Why This Pressure Situation Is Dangerous
When earnings fall and investments are postponed at the same time, a critical situation emerges. Competitiveness erodes, modernization is delayed, and technological or organizational obsolescence becomes a real risk. Many companies are experiencing this directly – especially due to rising costs and uncertainty about future markets or supply chains. At the same time, the shortage of skilled workers intensifies the situation: Less staff or overloaded managers mean that strategic issues are pushed aside by day-to-day operations. The trap of “business as usual” is tempting, but dangerous.
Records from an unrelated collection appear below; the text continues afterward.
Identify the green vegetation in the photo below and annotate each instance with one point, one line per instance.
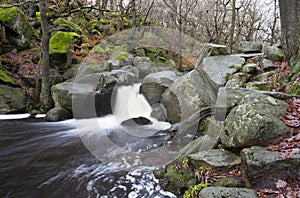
(61, 41)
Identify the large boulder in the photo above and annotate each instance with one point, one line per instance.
(205, 142)
(144, 66)
(18, 30)
(58, 114)
(217, 68)
(12, 100)
(249, 47)
(254, 121)
(263, 168)
(155, 84)
(187, 95)
(273, 53)
(220, 192)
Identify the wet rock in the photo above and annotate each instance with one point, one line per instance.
(249, 47)
(217, 68)
(205, 142)
(254, 121)
(217, 158)
(58, 114)
(273, 53)
(12, 100)
(144, 66)
(137, 121)
(155, 84)
(263, 168)
(187, 95)
(267, 65)
(220, 192)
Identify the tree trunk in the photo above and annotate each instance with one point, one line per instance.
(233, 18)
(45, 96)
(290, 26)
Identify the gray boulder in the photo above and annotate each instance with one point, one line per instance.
(205, 142)
(267, 65)
(12, 100)
(263, 168)
(58, 114)
(254, 121)
(144, 66)
(187, 95)
(155, 84)
(249, 47)
(273, 53)
(217, 68)
(220, 192)
(216, 158)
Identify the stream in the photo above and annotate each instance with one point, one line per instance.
(41, 159)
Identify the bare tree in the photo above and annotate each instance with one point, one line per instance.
(45, 96)
(290, 26)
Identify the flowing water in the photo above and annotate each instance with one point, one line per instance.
(41, 159)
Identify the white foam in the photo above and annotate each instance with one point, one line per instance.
(14, 116)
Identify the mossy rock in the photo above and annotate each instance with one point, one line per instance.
(15, 19)
(6, 79)
(69, 24)
(262, 86)
(60, 42)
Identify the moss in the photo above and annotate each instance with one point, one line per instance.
(61, 41)
(98, 49)
(7, 15)
(10, 16)
(295, 89)
(69, 24)
(195, 190)
(227, 182)
(4, 77)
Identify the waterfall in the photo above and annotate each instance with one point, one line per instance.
(129, 103)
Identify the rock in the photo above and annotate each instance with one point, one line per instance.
(216, 69)
(112, 64)
(273, 53)
(268, 65)
(18, 30)
(59, 46)
(158, 112)
(237, 80)
(217, 158)
(155, 84)
(6, 79)
(144, 66)
(295, 88)
(203, 143)
(70, 73)
(249, 68)
(61, 22)
(254, 121)
(264, 86)
(211, 49)
(263, 168)
(187, 95)
(124, 58)
(265, 76)
(12, 100)
(249, 47)
(137, 121)
(220, 192)
(60, 42)
(58, 114)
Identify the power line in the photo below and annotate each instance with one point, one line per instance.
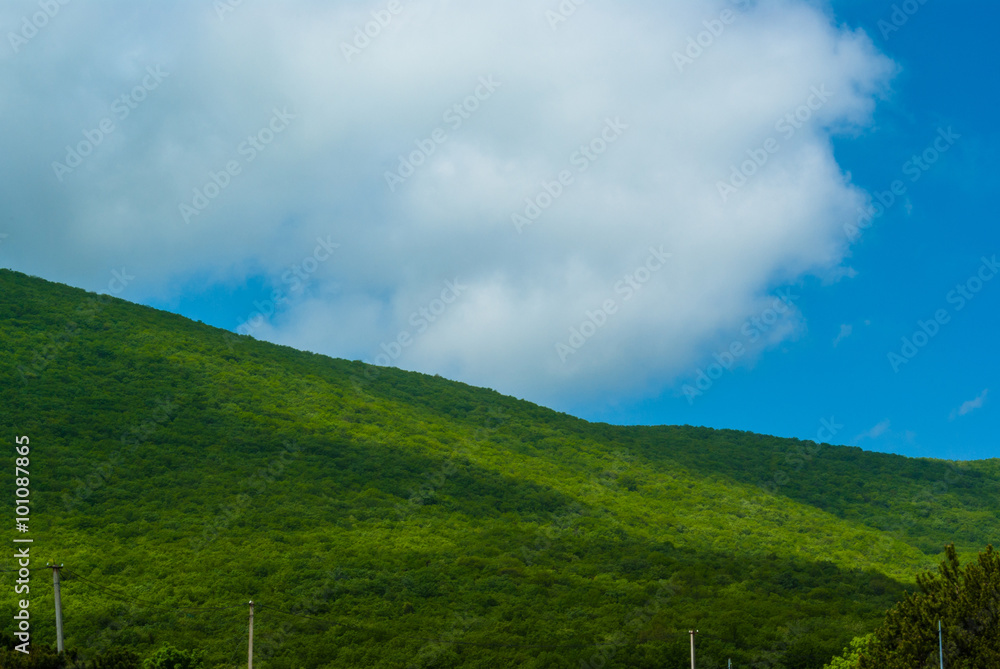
(124, 597)
(483, 644)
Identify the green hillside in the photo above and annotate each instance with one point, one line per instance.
(381, 518)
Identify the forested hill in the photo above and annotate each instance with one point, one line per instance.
(381, 518)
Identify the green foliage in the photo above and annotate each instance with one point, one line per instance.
(169, 657)
(852, 654)
(966, 601)
(116, 658)
(380, 518)
(39, 656)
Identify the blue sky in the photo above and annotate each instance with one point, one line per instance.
(542, 203)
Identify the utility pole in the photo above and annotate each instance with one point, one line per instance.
(55, 585)
(250, 648)
(940, 645)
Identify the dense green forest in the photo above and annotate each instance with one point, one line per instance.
(381, 518)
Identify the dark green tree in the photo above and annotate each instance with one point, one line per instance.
(169, 657)
(116, 658)
(40, 657)
(966, 601)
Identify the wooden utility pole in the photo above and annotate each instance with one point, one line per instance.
(55, 585)
(940, 645)
(250, 648)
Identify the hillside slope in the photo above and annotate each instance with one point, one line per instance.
(178, 471)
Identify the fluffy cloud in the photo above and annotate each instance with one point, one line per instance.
(642, 142)
(971, 405)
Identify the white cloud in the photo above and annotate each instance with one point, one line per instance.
(877, 431)
(970, 406)
(325, 175)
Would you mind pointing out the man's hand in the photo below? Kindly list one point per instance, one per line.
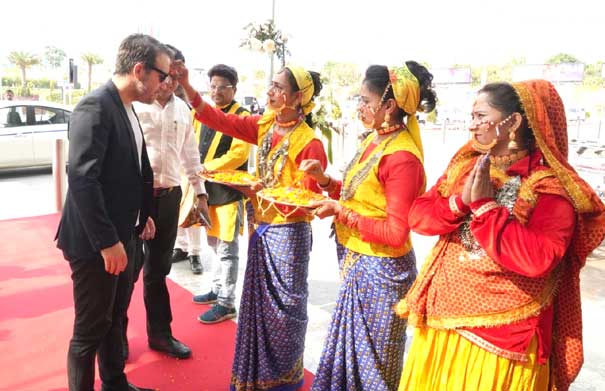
(149, 230)
(250, 190)
(312, 168)
(115, 258)
(326, 208)
(179, 71)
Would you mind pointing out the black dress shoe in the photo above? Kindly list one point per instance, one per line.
(178, 255)
(196, 264)
(132, 387)
(170, 346)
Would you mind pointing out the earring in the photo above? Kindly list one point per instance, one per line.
(512, 143)
(385, 123)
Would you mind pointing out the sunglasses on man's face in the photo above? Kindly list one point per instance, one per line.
(163, 75)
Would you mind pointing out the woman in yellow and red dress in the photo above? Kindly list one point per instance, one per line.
(273, 312)
(497, 302)
(364, 347)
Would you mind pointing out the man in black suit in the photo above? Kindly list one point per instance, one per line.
(107, 205)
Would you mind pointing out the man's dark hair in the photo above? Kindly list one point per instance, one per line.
(225, 71)
(177, 54)
(138, 48)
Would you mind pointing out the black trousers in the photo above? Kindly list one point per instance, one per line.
(153, 256)
(100, 301)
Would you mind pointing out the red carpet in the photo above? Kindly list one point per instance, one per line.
(36, 319)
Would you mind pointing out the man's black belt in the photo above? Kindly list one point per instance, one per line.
(159, 192)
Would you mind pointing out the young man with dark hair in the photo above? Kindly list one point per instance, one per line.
(219, 152)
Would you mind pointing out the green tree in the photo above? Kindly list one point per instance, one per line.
(91, 59)
(23, 60)
(54, 56)
(562, 58)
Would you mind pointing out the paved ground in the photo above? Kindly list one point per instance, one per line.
(29, 193)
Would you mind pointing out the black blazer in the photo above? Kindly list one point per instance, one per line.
(107, 189)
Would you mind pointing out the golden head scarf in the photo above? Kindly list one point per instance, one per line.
(546, 117)
(305, 85)
(407, 95)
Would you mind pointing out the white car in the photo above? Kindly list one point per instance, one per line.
(28, 130)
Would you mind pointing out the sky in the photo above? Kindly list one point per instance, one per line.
(442, 33)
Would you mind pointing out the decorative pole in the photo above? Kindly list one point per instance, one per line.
(272, 54)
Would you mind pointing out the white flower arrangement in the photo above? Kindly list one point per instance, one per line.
(266, 38)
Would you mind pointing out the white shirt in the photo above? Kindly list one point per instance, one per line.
(136, 131)
(170, 141)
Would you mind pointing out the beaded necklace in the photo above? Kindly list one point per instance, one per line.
(350, 186)
(505, 196)
(266, 164)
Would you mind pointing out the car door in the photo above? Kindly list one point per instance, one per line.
(49, 125)
(16, 141)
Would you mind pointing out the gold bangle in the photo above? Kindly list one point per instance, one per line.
(454, 206)
(485, 208)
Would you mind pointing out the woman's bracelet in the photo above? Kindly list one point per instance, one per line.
(327, 185)
(197, 99)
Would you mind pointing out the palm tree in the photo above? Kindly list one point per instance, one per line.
(23, 60)
(91, 59)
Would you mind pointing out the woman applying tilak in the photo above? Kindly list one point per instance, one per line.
(273, 313)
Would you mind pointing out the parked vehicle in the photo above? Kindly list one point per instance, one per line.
(28, 130)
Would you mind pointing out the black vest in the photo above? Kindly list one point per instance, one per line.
(219, 194)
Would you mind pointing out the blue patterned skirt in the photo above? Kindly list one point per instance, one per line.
(365, 345)
(272, 321)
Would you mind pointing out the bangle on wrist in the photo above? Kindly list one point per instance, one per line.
(327, 184)
(197, 99)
Those who fail to act now risk competitive disadvantages, loss of market share, and increased vulnerability to external shocks such as energy price fluctuations or international trade conflicts.

Building Resilience – The First Lever
In a business context, resilience does not mean eliminating all risks, but remaining capable of taking action despite uncertainty. This includes making decisions more quickly, breaking down silos, and setting clear priorities. Mittelstand companies that structure their organizations to react flexibly and with focus gain a real advantage. This does not require substantial investment – but it does require structural clarity and consistent management. Those who do not wait for large programmes but first create orientation can achieve immediate impact.
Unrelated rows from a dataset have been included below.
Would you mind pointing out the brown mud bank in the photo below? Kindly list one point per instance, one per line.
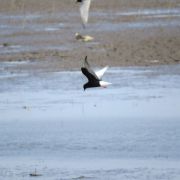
(125, 33)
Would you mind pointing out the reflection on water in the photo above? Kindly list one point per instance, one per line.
(48, 122)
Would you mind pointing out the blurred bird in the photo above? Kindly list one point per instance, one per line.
(94, 78)
(84, 10)
(85, 38)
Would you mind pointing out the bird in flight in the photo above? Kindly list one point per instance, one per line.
(94, 78)
(84, 10)
(85, 38)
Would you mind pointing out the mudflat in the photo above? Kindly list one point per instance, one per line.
(126, 33)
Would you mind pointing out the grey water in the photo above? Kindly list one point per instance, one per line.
(130, 130)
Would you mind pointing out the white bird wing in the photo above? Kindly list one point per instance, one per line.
(101, 72)
(84, 11)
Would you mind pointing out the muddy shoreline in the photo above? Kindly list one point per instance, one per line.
(125, 33)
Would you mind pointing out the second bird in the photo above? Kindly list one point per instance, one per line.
(84, 10)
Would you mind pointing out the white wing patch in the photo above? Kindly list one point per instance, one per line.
(101, 72)
(84, 11)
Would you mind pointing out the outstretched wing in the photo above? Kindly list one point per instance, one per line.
(84, 10)
(89, 76)
(101, 72)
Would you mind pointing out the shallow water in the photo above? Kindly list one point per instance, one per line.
(127, 131)
(34, 28)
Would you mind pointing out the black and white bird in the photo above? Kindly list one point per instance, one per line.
(94, 78)
(84, 10)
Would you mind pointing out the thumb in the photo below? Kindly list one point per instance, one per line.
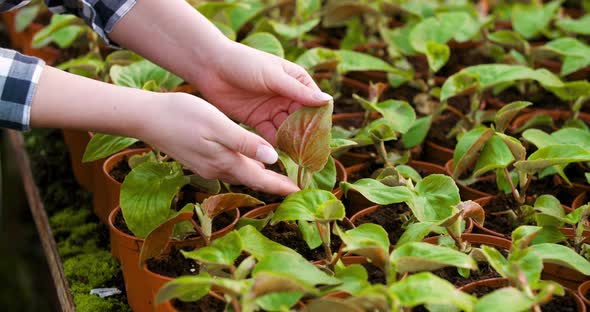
(248, 144)
(301, 89)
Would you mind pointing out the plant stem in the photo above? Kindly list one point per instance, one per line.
(300, 177)
(514, 191)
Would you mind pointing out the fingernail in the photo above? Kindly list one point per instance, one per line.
(322, 96)
(266, 154)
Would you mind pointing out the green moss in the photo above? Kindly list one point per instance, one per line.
(94, 269)
(91, 303)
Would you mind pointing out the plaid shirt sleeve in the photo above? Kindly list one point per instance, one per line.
(19, 75)
(101, 15)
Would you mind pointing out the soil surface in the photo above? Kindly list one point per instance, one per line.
(289, 235)
(173, 265)
(389, 217)
(205, 304)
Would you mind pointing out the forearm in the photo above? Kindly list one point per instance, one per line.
(64, 100)
(172, 34)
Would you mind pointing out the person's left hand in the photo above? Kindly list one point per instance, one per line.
(257, 88)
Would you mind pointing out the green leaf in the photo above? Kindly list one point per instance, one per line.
(295, 267)
(578, 26)
(575, 54)
(368, 240)
(399, 114)
(139, 73)
(186, 288)
(25, 16)
(305, 137)
(562, 255)
(496, 260)
(530, 20)
(309, 205)
(265, 42)
(66, 36)
(427, 288)
(104, 145)
(417, 132)
(435, 199)
(378, 192)
(494, 155)
(355, 35)
(222, 251)
(490, 75)
(354, 279)
(147, 193)
(548, 156)
(499, 299)
(419, 256)
(292, 31)
(505, 115)
(258, 245)
(468, 147)
(437, 55)
(281, 301)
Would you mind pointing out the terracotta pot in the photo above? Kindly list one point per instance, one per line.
(580, 200)
(499, 282)
(564, 275)
(467, 192)
(126, 249)
(583, 291)
(76, 142)
(107, 190)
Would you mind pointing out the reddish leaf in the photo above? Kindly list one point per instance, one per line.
(155, 242)
(305, 137)
(217, 204)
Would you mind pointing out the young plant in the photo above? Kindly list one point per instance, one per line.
(549, 214)
(523, 269)
(273, 280)
(316, 212)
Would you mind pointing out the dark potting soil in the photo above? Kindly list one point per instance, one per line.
(565, 303)
(121, 170)
(376, 275)
(173, 265)
(389, 217)
(439, 129)
(205, 304)
(289, 235)
(501, 223)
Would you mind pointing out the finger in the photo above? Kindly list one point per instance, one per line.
(263, 180)
(245, 142)
(289, 86)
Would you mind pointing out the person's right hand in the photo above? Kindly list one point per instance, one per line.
(203, 139)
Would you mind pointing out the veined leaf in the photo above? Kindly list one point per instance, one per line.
(305, 137)
(420, 256)
(104, 145)
(147, 193)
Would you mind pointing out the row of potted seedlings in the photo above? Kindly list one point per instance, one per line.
(497, 217)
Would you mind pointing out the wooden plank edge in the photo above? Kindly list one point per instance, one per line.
(42, 222)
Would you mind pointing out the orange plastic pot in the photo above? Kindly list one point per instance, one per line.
(499, 282)
(76, 142)
(467, 192)
(583, 291)
(107, 190)
(126, 249)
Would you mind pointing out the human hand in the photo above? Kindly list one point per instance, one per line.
(207, 142)
(256, 88)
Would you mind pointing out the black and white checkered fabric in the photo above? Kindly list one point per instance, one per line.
(19, 74)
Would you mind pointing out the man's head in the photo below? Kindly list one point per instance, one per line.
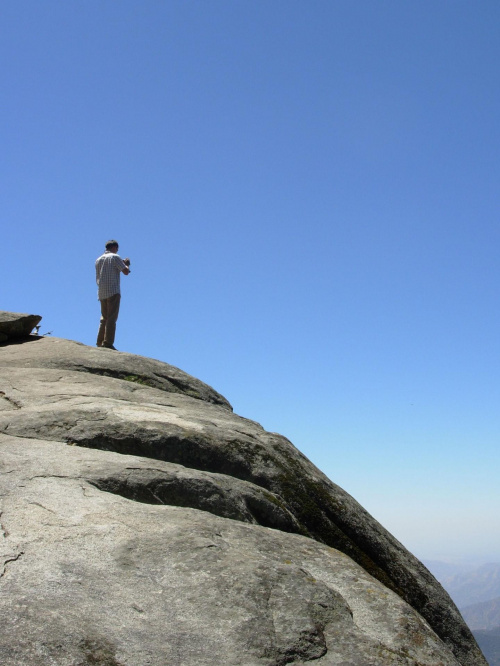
(112, 246)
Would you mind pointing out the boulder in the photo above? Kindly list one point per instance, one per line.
(14, 325)
(163, 460)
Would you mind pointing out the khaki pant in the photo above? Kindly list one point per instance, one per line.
(109, 314)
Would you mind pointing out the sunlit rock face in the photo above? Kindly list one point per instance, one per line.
(143, 522)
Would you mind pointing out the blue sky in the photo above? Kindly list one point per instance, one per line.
(309, 194)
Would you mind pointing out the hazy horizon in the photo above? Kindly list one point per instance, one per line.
(309, 196)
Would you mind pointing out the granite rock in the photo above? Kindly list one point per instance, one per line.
(138, 438)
Sustainable Transformation as a Strategic Advantage
While resilience stabilises short-term room for manoeuvre, sustainable transformation ensures that the business model remains robust in the long term. In this context, sustainability means targeted cost and risk reduction, new market opportunities, increased efficiency, and more resilient value chains. Studies such as those by the Bertelsmann Foundation and the Fraunhofer Institute for Industrial Engineering show that companies combining sustainability and digitalisation gain clear competitive advantages.
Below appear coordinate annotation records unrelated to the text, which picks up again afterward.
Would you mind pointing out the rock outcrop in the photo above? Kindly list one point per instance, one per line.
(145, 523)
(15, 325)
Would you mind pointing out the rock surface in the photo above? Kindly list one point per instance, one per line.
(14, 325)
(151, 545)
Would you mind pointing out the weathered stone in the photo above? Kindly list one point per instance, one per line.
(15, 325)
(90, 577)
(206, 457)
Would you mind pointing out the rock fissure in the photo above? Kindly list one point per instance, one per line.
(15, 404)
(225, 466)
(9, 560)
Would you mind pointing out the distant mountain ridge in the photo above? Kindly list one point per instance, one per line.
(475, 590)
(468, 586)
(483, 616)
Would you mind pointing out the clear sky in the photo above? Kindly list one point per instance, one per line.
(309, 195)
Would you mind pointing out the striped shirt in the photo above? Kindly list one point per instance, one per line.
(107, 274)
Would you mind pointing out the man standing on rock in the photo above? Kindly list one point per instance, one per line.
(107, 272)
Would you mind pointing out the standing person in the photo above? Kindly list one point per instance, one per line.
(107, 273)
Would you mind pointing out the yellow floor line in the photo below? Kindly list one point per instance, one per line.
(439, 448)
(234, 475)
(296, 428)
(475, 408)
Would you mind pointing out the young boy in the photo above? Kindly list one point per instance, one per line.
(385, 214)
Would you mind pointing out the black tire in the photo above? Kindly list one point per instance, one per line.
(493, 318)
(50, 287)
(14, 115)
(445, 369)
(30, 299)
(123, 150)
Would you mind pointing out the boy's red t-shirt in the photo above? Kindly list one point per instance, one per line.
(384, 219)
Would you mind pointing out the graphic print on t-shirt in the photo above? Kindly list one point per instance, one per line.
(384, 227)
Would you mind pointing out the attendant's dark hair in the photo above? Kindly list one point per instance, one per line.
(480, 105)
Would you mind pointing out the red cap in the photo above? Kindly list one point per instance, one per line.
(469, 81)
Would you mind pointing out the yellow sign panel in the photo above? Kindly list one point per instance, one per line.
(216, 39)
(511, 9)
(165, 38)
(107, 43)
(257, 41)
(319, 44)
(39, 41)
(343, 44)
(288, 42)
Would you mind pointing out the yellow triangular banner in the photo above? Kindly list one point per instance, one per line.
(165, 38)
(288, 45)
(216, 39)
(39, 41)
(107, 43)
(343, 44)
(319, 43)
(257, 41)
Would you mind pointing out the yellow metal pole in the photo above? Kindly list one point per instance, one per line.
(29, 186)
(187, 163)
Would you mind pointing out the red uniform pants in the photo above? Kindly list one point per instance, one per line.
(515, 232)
The DZ Bank confirms this trend: A majority of Mittelstand companies expect improved image, product innovations, and cost reductions from sustainable transformation; 38% explicitly see it as an opportunity to win new customers.
A vivid example is the J. Schmalz GmbH from Glatten in the northern Black Forest. The family-owned company with around 1,200 employees consistently focuses on resource-efficient processes, in-house renewable electricity generation at its headquarters, and a future-oriented product strategy in the field of sustainable automation technology. Schmalz demonstrates that sustainability is not just an ecological ambition but a value-creating driver of business strategy.

How Mittelstand Companies Can Act Now
Getting started begins with a clear analysis: Where are the vulnerabilities of the business model – for example dependence on individual customers, structural cost blocks, or rigid processes? This is followed by prioritising the most effective levers. These may include focusing on a particularly profitable product with service expansion potential or optimising a resource-intensive process. In parallel, the sustainable component can be integrated – for example through efficiency improvements, a differentiating service model, or a pilot project in circular economy. This creates a double effect: The organisation becomes more resilient and the business model more future-proof. A pragmatic approach is crucial – start small, learn quickly, adapt flexibly. Large programmes can follow once the foundations are stable.
Conclusion
Operational and structural pressures on the Mittelstand are increasing – but this is no reason for resignation. Companies that now set up their organisation with resilience and view sustainability as a strategic lever have the opportunity to emerge stronger from this phase. The crisis can thus become not only a burden but a turning point – if companies act consistently and strategically. Those who take the first step today secure their ability to act and lay the foundation for a sustainable competitive position.